Javier Heras-Domingo
I am a chemist from Barcelona with a strong interest in materials science, catalysis, and artificial intelligence (AI). My work lies at the intersection of computational chemistry and machine learning, with a growing focus on the Digital Chemistry field, using data-driven and automated approaches to accelerate chemical discovery.
I earned my degree in chemistry with a specialization in Materials Science from the Universitat Autònoma de Barcelona, and later completed my Ph.D. in the Computational BioNanoCat research group under the supervision of Prof. Mariona Sodupe and Prof. Xavier Solans-Monfort. My doctoral research focused on comparing the catalytic performance of Ruthenium Oxide (RuO2) surfaces and nanoparticles for the oxygen evolution reaction (OER).

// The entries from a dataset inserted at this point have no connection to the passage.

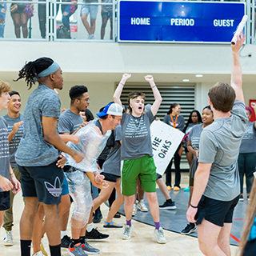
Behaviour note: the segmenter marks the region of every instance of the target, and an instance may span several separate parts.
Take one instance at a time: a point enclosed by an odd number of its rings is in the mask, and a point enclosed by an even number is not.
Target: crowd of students
[[[171,105],[164,118],[164,122],[186,134],[183,145],[190,164],[190,197],[186,213],[189,224],[181,233],[190,234],[197,223],[199,246],[205,255],[230,255],[232,217],[239,198],[243,198],[239,174],[242,178],[244,173],[251,201],[240,254],[253,255],[255,251],[256,204],[251,193],[256,187],[254,182],[251,189],[255,163],[238,168],[238,164],[244,162],[256,152],[255,123],[248,126],[252,111],[248,107],[246,110],[242,88],[239,50],[244,40],[240,34],[231,46],[231,85],[218,82],[209,90],[210,105],[202,110],[202,118],[198,111],[193,110],[185,126],[179,104]],[[124,202],[126,222],[121,238],[130,239],[134,206],[135,210],[148,210],[143,202],[145,192],[155,226],[153,234],[158,243],[166,242],[160,225],[156,183],[166,199],[160,209],[175,209],[168,193],[172,161],[166,169],[166,186],[156,173],[150,130],[162,97],[154,78],[146,75],[145,80],[154,97],[153,105],[145,108],[145,94],[132,92],[126,110],[120,96],[130,77],[129,74],[122,75],[114,102],[103,107],[90,122],[86,110],[90,99],[84,86],[70,90],[70,107],[60,114],[56,90],[62,89],[63,77],[59,65],[49,58],[27,62],[15,80],[24,78],[29,88],[38,82],[27,99],[23,114],[19,113],[19,94],[11,91],[7,82],[0,82],[0,110],[8,108],[8,114],[0,117],[0,226],[4,219],[6,246],[12,245],[13,194],[21,188],[25,198],[20,220],[22,256],[30,255],[31,242],[34,255],[46,255],[41,243],[45,232],[51,255],[61,255],[62,246],[74,256],[98,254],[99,250],[87,240],[104,239],[108,235],[94,228],[93,212],[110,197],[114,188],[118,197],[112,199],[104,226],[122,227],[113,218]],[[251,106],[256,109],[255,103]],[[109,153],[100,161],[99,156],[107,146]],[[182,146],[174,156],[174,190],[181,189]],[[101,190],[100,194],[97,188]],[[66,226],[71,201],[74,207],[70,238]]]

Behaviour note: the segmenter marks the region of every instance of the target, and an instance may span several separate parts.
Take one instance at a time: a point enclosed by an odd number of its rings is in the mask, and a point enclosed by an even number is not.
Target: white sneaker
[[[144,202],[144,200],[142,199],[141,201],[139,201],[138,202],[137,205],[137,208],[140,210],[140,211],[148,211],[149,210],[147,209],[147,207],[146,206],[146,204]]]
[[[134,208],[133,208],[133,214],[132,216],[135,216],[137,214],[137,204],[134,204]]]
[[[158,243],[166,243],[162,227],[160,226],[159,230],[155,229],[154,230],[154,235],[156,237]]]
[[[41,250],[38,251],[37,253],[35,253],[34,254],[33,254],[32,256],[44,256]]]
[[[3,244],[5,246],[12,246],[14,245],[14,238],[13,238],[13,234],[12,231],[7,231],[5,230],[6,235],[5,238],[3,238]]]
[[[94,40],[96,38],[96,36],[94,35],[94,34],[89,34],[88,38],[89,40]]]
[[[129,225],[125,225],[125,230],[122,235],[122,239],[129,240],[130,238],[130,234],[134,230],[134,225],[130,226]]]

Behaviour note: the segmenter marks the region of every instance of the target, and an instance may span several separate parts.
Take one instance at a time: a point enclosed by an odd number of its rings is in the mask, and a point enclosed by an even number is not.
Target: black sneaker
[[[88,232],[87,230],[86,232],[86,239],[89,239],[89,240],[106,239],[109,236],[110,236],[109,234],[102,234],[94,228],[93,228],[90,232]]]
[[[98,207],[95,210],[95,214],[93,218],[93,222],[94,223],[99,223],[101,222],[102,218],[102,214],[100,208]]]
[[[174,210],[176,209],[175,202],[171,199],[166,200],[162,206],[159,206],[159,209]]]
[[[69,245],[70,243],[71,243],[71,238],[67,235],[64,235],[64,237],[62,238],[61,247],[69,248]]]
[[[181,232],[181,234],[190,234],[195,231],[197,229],[194,223],[190,223],[186,225],[186,227]]]
[[[244,199],[243,199],[243,195],[240,194],[239,195],[239,202],[243,202]]]

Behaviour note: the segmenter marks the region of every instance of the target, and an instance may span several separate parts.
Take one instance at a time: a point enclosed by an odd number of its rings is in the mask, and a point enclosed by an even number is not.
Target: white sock
[[[86,227],[86,230],[88,232],[90,232],[94,228],[94,222],[88,223],[87,227]]]
[[[61,230],[61,239],[62,239],[63,237],[65,237],[66,235],[67,235],[66,230],[65,231]]]

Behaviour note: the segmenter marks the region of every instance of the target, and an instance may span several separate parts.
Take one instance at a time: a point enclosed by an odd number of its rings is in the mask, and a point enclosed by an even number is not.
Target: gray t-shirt
[[[21,166],[45,166],[57,160],[58,150],[44,139],[42,117],[60,115],[61,102],[57,94],[40,85],[29,96],[23,114],[24,134],[15,154]]]
[[[255,153],[256,152],[256,130],[255,122],[249,122],[240,146],[239,153]]]
[[[173,117],[174,118],[174,122],[175,122],[176,120],[176,117]],[[170,114],[166,114],[164,118],[163,118],[163,122],[166,123],[169,126],[171,126],[173,127],[173,126],[171,125],[171,122],[173,122]],[[184,130],[184,126],[185,126],[185,120],[184,118],[182,115],[179,115],[177,118],[177,121],[176,121],[176,129],[178,129],[180,131],[183,131]]]
[[[192,127],[187,137],[194,150],[199,150],[200,136],[202,132],[202,123],[200,123]]]
[[[10,158],[7,122],[0,117],[0,174],[9,179],[10,177]],[[0,192],[3,190],[0,188]]]
[[[23,114],[20,114],[19,116],[16,118],[12,118],[8,114],[6,114],[5,116],[3,116],[3,118],[7,122],[8,134],[13,130],[14,123],[23,121]],[[18,127],[17,133],[14,134],[14,138],[9,143],[10,162],[10,166],[14,168],[18,168],[18,165],[15,162],[15,154],[22,136],[23,136],[23,124],[22,124]]]
[[[150,124],[154,120],[152,111],[139,118],[124,113],[121,119],[121,159],[137,159],[149,154],[153,157]]]
[[[231,201],[240,194],[237,160],[248,125],[245,103],[236,101],[231,114],[206,127],[200,138],[198,162],[212,163],[203,194],[220,201]]]
[[[122,140],[122,128],[120,125],[115,127],[114,136],[115,142],[103,164],[102,171],[107,174],[121,176],[121,144],[119,141]]]
[[[200,123],[198,125],[194,126],[188,135],[188,139],[191,142],[191,146],[194,150],[199,150],[199,142],[200,142],[200,136],[202,132],[202,124]],[[198,168],[198,159],[196,155],[193,155],[193,159],[191,162],[191,166],[190,168],[190,176],[194,178],[194,173]]]
[[[103,0],[104,3],[113,3],[113,0]],[[105,13],[112,13],[113,5],[103,6],[103,12]]]
[[[65,110],[58,119],[58,132],[60,134],[69,133],[72,134],[83,122],[82,117],[76,114],[70,110]]]

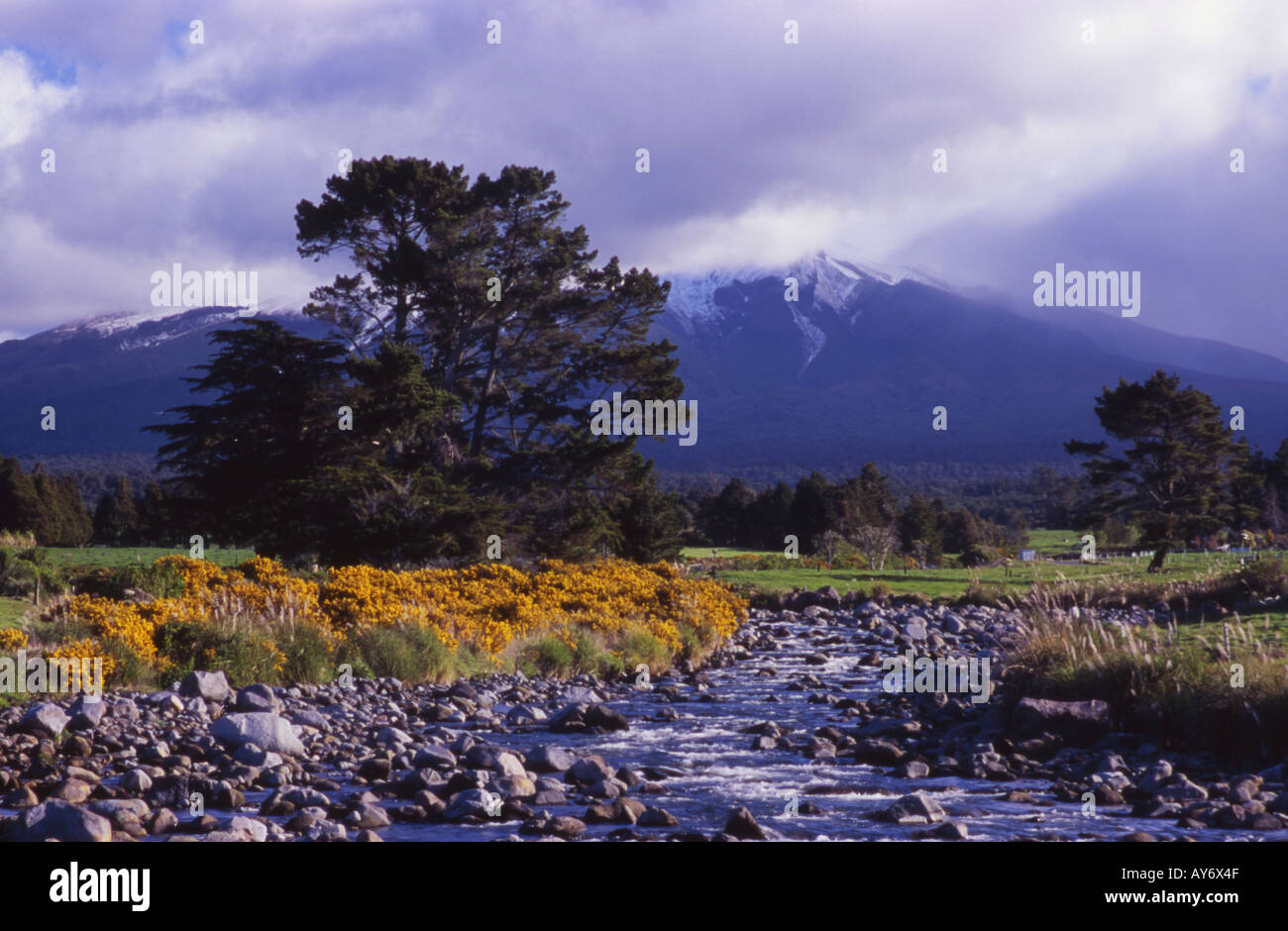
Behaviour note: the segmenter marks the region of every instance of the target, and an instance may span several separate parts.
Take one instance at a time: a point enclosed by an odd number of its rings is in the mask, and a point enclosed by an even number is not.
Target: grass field
[[[187,556],[188,547],[166,549],[162,546],[49,546],[43,547],[45,558],[50,565],[67,569],[73,565],[98,567],[109,569],[122,569],[126,565],[151,565],[161,556]],[[206,559],[218,565],[236,565],[243,563],[255,551],[249,547],[240,550],[227,550],[210,547],[206,550]]]
[[[1204,576],[1211,572],[1234,570],[1239,567],[1239,555],[1230,552],[1184,552],[1167,558],[1160,576],[1149,576],[1148,556],[1109,558],[1097,563],[1052,561],[1054,554],[1066,554],[1081,549],[1081,538],[1075,531],[1029,531],[1028,549],[1037,550],[1038,560],[1032,563],[1014,561],[1010,565],[978,567],[963,569],[943,568],[886,568],[882,572],[863,569],[818,569],[818,568],[770,568],[747,569],[717,567],[712,578],[728,582],[741,591],[762,594],[788,592],[793,588],[815,590],[832,586],[838,592],[863,591],[871,594],[881,587],[891,595],[921,595],[926,599],[960,597],[972,582],[994,587],[1007,595],[1028,591],[1036,583],[1057,583],[1061,579],[1092,579],[1127,582],[1132,579],[1184,579]],[[720,559],[739,555],[770,556],[782,555],[777,551],[716,549]],[[708,547],[688,547],[681,556],[697,563],[710,559]],[[1043,559],[1047,556],[1047,559]],[[953,560],[945,555],[944,561]],[[893,560],[891,560],[893,561]],[[782,565],[782,564],[779,564]]]
[[[0,628],[21,626],[30,613],[32,604],[27,599],[0,597]]]

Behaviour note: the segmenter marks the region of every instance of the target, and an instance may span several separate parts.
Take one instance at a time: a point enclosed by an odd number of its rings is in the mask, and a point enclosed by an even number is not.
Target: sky
[[[174,263],[303,303],[345,149],[554,170],[659,274],[1132,270],[1136,322],[1288,358],[1283,0],[4,0],[0,339]]]

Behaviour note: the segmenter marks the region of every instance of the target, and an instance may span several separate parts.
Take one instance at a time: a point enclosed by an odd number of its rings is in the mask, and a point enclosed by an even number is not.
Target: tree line
[[[1003,525],[921,494],[900,503],[873,462],[850,479],[829,482],[815,471],[795,485],[779,482],[759,492],[732,479],[719,493],[690,493],[688,502],[689,541],[701,546],[783,550],[795,537],[801,552],[827,556],[838,546],[853,546],[900,552],[921,564],[936,564],[944,552],[954,552],[976,564],[1023,546],[1025,532],[1019,514]]]

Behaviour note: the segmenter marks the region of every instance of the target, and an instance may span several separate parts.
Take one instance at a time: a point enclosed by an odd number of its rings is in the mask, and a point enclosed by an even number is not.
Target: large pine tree
[[[1096,417],[1114,440],[1069,440],[1070,455],[1097,491],[1092,522],[1122,518],[1154,547],[1158,572],[1177,543],[1247,519],[1236,489],[1247,487],[1247,451],[1234,442],[1221,409],[1193,385],[1162,370],[1144,384],[1118,380],[1096,399]]]

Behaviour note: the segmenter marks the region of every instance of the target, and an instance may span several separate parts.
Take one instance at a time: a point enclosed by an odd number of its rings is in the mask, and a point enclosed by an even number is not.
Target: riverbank
[[[988,702],[882,691],[893,655],[997,661],[1025,623],[978,607],[811,605],[753,612],[701,670],[650,680],[234,693],[194,675],[98,708],[30,703],[0,712],[0,833],[1288,840],[1282,762],[1244,773],[1167,753],[1115,733],[1106,708],[1019,702],[1005,675]]]

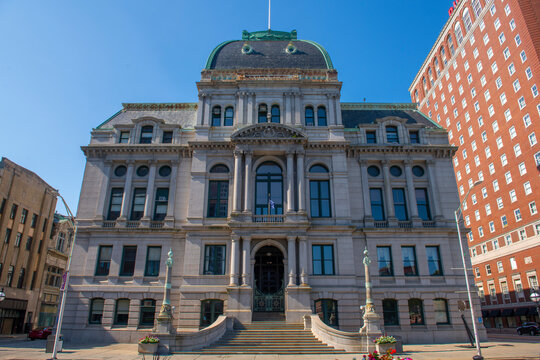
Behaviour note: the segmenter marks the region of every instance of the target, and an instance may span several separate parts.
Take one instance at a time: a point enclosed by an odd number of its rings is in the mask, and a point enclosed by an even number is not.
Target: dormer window
[[[141,128],[141,138],[139,139],[139,144],[151,144],[153,132],[154,127],[152,125],[143,126]]]
[[[221,126],[221,106],[212,109],[212,126]]]
[[[386,141],[388,143],[399,144],[399,137],[398,137],[398,134],[397,134],[397,127],[396,126],[387,126],[386,127]]]
[[[118,142],[120,144],[127,144],[129,142],[129,131],[120,131]]]

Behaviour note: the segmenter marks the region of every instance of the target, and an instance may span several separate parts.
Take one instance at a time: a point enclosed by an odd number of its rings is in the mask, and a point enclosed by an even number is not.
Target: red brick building
[[[452,5],[449,1],[449,5]],[[540,1],[461,0],[409,91],[448,130],[486,327],[538,320]]]

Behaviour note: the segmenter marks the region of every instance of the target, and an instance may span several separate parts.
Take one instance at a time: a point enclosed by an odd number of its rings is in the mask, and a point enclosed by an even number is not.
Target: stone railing
[[[319,315],[304,316],[304,329],[311,330],[313,336],[323,343],[338,350],[361,353],[366,349],[366,336],[359,332],[348,332],[334,329],[322,322]]]
[[[253,215],[251,219],[255,223],[282,223],[285,215]]]
[[[232,330],[233,324],[233,318],[220,315],[211,325],[199,331],[154,335],[160,339],[160,354],[192,351],[210,346],[218,341],[228,330]]]

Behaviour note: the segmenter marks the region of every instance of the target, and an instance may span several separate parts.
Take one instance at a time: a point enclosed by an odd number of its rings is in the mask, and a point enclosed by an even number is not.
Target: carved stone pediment
[[[303,142],[306,136],[287,125],[275,123],[255,124],[238,130],[231,135],[231,140],[235,142],[243,141],[284,141]]]

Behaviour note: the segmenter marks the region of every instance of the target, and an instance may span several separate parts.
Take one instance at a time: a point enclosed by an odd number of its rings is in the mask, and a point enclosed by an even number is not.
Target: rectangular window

As part of my Ph.D., I conducted a research staty at ETH-Zurich in collaboration with Prof. Christophe Copéret, where I investigated supported iridium single-atom catalysts (SACs) on indium tin oxide (ITO). This collaboration contributed to the international mention of my Ph.D.
In 2020, I joined Prof. Zachary Ulissi’s group at Carnegie Mellon University as a postdoctoral researcher. There, I focused on the discovery of multi-metallic oxide catalysts for clean energy technologies, combining high-throughput computations, machine learning models, and autonomous workflows. This work was carried out in collaboration with the FAIR team at Meta AI and Prof. Edward Sargent’s group at the University of Toronto.
From January 2023 to mid-2025, I have been a postdoctoral researacher in the group of Prof. Núria López’s at the Institute of Chemical Research of Catalonia (ICIQ), where I focused on developing AI-powered approaches for catalysis. As of mid-2025, I have begun a new position as Lecturer (Assistant Professor) at the University of Barcelona, where I continue to pursue research at the intersection of chemistry, data science, and automation, while also contributing to academic teaching and mentoring.